Given the ubiquity of large high-dimensional data sets, and the need not only to transmit, archive, and reduce them, but also to analyze and understand their scientific and/or intelligence content, we are developing tools for the computational dissection, analysis and understanding of complex datasets whose size defies simplistic analysis. These tools should include a representation which allows exploitation of nonlinearity, supports fast multiresolution algorithms, incorporates a priori (physical) information and constraints, and provides for flexibility of adaptation to the application. Application areas include bioinformatics, remote sensing (e.g. hyperspectral datasets), homeland defense (e.g. face recognition, epidemiology) large-scale physics simulations, and dynamics on complex networks (e.g. internet traffic analysis, urban population dynamics).

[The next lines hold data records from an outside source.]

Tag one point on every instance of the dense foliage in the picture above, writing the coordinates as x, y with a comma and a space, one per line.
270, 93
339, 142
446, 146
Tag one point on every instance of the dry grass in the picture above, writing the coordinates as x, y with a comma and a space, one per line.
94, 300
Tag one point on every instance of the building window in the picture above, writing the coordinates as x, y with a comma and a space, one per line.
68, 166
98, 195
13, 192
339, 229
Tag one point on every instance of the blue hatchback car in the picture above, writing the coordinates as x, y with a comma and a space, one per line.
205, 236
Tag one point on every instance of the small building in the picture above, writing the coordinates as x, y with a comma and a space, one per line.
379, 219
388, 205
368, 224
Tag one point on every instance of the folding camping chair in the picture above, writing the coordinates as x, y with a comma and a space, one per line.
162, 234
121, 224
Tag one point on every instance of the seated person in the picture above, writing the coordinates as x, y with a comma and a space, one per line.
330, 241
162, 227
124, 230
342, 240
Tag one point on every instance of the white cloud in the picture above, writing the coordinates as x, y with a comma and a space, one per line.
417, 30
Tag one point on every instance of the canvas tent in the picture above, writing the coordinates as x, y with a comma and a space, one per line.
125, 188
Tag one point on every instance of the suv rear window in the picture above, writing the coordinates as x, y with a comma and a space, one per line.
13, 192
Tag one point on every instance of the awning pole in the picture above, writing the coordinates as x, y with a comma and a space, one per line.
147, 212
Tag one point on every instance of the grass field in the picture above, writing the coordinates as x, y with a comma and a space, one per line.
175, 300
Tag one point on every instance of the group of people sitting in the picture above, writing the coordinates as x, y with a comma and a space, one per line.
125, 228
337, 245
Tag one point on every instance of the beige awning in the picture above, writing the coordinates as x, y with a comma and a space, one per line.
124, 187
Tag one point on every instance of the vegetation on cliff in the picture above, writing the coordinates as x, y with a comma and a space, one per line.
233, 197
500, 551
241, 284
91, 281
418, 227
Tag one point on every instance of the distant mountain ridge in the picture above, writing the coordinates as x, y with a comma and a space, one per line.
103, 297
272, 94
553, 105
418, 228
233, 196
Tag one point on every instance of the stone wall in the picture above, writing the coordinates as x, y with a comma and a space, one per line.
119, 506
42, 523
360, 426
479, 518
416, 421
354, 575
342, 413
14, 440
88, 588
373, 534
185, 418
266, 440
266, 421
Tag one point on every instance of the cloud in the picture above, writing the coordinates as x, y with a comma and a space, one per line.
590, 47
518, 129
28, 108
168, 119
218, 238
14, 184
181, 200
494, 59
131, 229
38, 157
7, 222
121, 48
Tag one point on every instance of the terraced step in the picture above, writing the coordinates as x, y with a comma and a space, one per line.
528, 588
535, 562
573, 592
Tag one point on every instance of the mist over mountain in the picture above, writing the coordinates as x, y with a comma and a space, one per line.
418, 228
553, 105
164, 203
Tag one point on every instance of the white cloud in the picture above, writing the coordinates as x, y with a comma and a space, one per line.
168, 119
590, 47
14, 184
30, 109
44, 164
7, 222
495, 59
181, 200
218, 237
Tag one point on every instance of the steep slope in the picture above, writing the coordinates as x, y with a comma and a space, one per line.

A fundamental challenge is the appropriate generalization of Principal Component Analysis (PCA), the classical but linear tool for analysing large data sets. We are developing non-linear generalizations that incorporate a priori physical information (e.g. invariance with respect to rotation) and that allow for fast multi-resolution algorithms. This work is related to dimensionality reduction and manifold learning methods, such as the recent isomap and LLE. As an example, in the area of face recognition, we have obtained promising results by exploiting the know invariances to translation, scaling, and rotation.
We have a significant overlap in interests with the DDMA project.